Patrick Desjardins Blog
Patrick Desjardins picture from a conference

CSS and the selector nth-child

Posted on: 2012-07-27

You may want to have special style for specific position. Maybe you want to have the first division different or having every 3 rows something different.

This can be done with nth-child selector of CSS.

Let's start with a small example :

ul>li:nth-child(3) { 
  color: red; 
} 

This example takes the third li element that is directly under an ul element and make it's font color to red.

The parameter, when specified with an integer, represent the position of the occurrence of the element. In the example above, 3 is specified, so the third element will be red.

nth-child is power full because you can use the variable "n" to specify the index of the element.

ul>li:nth-child(2n+1) { 
  background-color: red; 
} 

This second example of nth-child has 2n+1 has parameter.
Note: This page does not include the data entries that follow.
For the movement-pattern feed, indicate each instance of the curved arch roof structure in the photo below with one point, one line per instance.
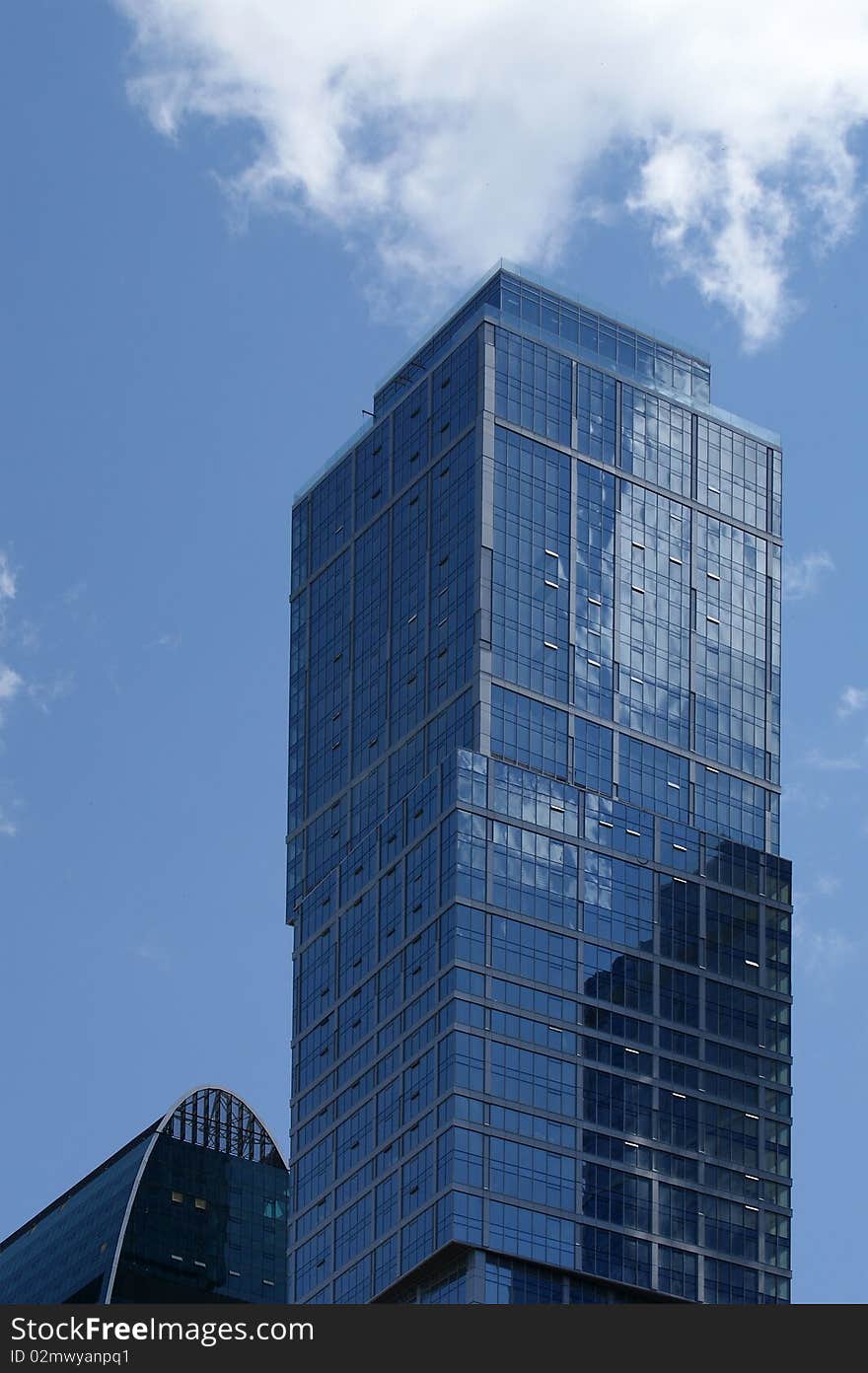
(74, 1247)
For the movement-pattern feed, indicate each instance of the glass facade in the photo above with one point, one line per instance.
(191, 1210)
(542, 960)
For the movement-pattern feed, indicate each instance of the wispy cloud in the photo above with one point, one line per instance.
(805, 575)
(851, 700)
(10, 686)
(45, 693)
(825, 952)
(165, 641)
(443, 135)
(7, 578)
(823, 948)
(154, 955)
(7, 826)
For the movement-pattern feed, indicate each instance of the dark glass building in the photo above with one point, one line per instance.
(192, 1210)
(542, 970)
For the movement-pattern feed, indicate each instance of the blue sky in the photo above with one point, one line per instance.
(181, 347)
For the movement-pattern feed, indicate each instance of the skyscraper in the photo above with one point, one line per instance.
(542, 971)
(191, 1210)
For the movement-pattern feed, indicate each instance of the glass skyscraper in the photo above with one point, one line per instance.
(191, 1210)
(542, 970)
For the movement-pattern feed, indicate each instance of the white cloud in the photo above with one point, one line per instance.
(7, 578)
(10, 684)
(443, 135)
(825, 952)
(802, 578)
(851, 699)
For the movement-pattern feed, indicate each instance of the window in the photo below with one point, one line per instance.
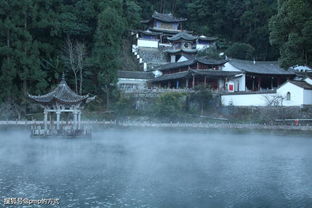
(288, 96)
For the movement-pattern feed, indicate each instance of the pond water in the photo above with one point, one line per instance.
(160, 168)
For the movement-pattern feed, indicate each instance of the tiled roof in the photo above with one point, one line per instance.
(135, 75)
(189, 73)
(167, 18)
(183, 36)
(302, 84)
(259, 67)
(148, 32)
(202, 60)
(202, 37)
(61, 94)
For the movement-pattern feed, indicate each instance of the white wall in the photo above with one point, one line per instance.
(148, 43)
(202, 46)
(246, 99)
(296, 94)
(307, 97)
(239, 83)
(308, 80)
(229, 67)
(125, 83)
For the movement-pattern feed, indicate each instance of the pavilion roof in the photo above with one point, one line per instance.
(183, 36)
(169, 18)
(202, 37)
(61, 94)
(302, 84)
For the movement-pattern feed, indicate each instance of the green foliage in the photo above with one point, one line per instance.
(290, 30)
(241, 51)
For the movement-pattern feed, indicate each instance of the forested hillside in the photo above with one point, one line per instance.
(89, 39)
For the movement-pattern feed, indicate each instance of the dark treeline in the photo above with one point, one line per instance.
(87, 39)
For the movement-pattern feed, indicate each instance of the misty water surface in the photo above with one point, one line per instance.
(160, 168)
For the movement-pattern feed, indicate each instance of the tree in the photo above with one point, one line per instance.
(75, 54)
(108, 36)
(241, 51)
(290, 30)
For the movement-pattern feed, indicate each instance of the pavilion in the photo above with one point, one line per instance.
(61, 100)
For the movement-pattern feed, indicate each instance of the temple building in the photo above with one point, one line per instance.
(183, 47)
(162, 29)
(61, 100)
(194, 72)
(165, 25)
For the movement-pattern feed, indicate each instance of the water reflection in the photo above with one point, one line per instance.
(160, 168)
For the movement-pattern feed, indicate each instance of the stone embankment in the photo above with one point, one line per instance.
(169, 125)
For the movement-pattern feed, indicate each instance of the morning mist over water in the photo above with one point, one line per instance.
(160, 168)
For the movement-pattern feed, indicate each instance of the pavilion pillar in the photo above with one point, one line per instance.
(45, 122)
(75, 119)
(79, 120)
(58, 119)
(253, 83)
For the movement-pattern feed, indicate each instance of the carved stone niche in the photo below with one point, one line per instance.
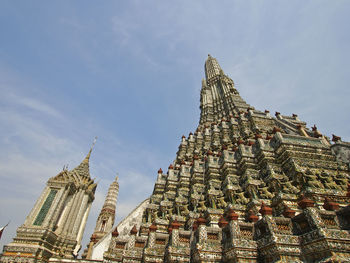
(301, 224)
(344, 217)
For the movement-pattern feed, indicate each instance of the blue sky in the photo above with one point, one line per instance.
(130, 73)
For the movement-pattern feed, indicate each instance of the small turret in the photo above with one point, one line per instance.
(105, 220)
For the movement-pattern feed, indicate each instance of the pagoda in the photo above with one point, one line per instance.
(246, 186)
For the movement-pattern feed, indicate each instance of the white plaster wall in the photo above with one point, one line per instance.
(124, 227)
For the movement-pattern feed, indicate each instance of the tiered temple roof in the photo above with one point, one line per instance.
(246, 186)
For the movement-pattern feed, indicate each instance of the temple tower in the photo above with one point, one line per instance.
(246, 186)
(54, 227)
(105, 220)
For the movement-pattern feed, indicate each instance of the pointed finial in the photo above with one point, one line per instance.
(117, 176)
(86, 160)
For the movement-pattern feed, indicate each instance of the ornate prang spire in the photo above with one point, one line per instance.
(58, 217)
(83, 167)
(212, 68)
(105, 220)
(219, 97)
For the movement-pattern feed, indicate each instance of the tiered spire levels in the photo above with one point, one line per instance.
(212, 68)
(219, 98)
(105, 220)
(245, 171)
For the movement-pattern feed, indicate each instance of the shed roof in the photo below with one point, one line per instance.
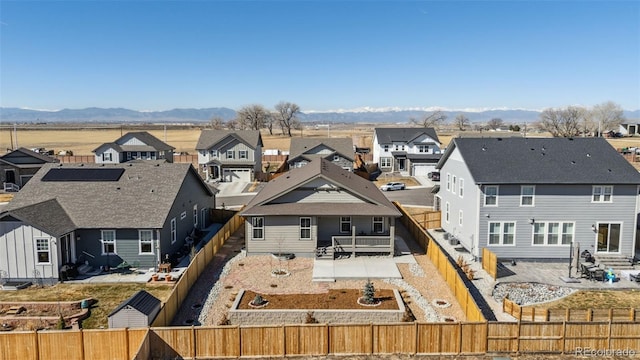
(141, 301)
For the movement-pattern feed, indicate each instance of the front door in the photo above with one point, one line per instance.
(608, 237)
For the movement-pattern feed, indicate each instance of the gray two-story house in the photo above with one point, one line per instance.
(134, 146)
(533, 197)
(230, 155)
(410, 151)
(102, 215)
(339, 151)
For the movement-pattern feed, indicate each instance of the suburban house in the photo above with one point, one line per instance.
(629, 129)
(18, 166)
(134, 146)
(339, 151)
(102, 216)
(230, 155)
(410, 151)
(320, 210)
(533, 197)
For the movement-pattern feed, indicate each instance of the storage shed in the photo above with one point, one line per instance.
(138, 311)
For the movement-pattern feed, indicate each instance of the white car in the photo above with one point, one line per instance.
(392, 186)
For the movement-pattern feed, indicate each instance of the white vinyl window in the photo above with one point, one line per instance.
(502, 233)
(173, 231)
(305, 228)
(146, 242)
(43, 251)
(257, 223)
(527, 193)
(195, 216)
(490, 196)
(602, 193)
(345, 224)
(108, 242)
(378, 224)
(553, 233)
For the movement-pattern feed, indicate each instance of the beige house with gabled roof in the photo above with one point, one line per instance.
(320, 210)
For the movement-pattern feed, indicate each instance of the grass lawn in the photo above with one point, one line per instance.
(108, 297)
(596, 299)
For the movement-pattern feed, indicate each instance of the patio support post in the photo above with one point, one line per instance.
(392, 235)
(353, 241)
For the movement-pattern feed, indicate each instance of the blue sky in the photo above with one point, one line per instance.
(322, 55)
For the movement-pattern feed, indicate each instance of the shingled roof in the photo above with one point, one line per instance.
(209, 138)
(543, 161)
(374, 201)
(152, 143)
(140, 198)
(342, 146)
(406, 135)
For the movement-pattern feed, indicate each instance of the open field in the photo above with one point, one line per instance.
(108, 297)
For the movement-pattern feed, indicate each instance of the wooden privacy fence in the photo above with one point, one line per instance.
(535, 314)
(490, 262)
(448, 270)
(474, 338)
(196, 267)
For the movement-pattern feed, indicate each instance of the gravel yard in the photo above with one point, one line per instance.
(423, 289)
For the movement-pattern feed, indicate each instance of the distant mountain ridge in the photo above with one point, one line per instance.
(369, 115)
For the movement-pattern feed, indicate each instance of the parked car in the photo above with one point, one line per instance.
(392, 186)
(434, 176)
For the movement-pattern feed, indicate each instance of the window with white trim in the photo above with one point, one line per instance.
(491, 196)
(446, 212)
(174, 229)
(378, 224)
(305, 228)
(345, 224)
(146, 242)
(502, 233)
(527, 193)
(43, 251)
(602, 193)
(195, 216)
(257, 225)
(553, 233)
(108, 242)
(453, 184)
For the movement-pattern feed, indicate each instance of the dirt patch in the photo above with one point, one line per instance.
(333, 299)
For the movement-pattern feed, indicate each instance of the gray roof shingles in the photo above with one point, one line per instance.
(390, 135)
(374, 201)
(543, 161)
(300, 146)
(141, 198)
(209, 138)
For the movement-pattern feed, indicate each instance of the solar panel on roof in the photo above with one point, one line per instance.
(86, 174)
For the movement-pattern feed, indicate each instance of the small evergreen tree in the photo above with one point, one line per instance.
(368, 293)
That mean that it will start at the position 1 (every sequence start at 1 not 0) and 2n mean 2 multiply by the index.

So if we have the following code:

<ul> 
  <li>n=0</li> 
  <li>n=1</li> 
  <li>n=2</li> 
  <li>n=3</li> 
  <li>n=4</li> 
  <li>n=5</li> 
</ul> 

2n+1 will be for the first line: 2x0+1 = 1.

So, the first li will have the style, the first one will be 1. Then we have 2x1+1 = 3.

The second row won't have any style, the third one yes and so on.

To conclude, you have to remember that n start at 0 but the first element is 1. As we have seen with the ul and li example, the n=0 was coloured because n=0+1 = one, which is the first li of the ul collection.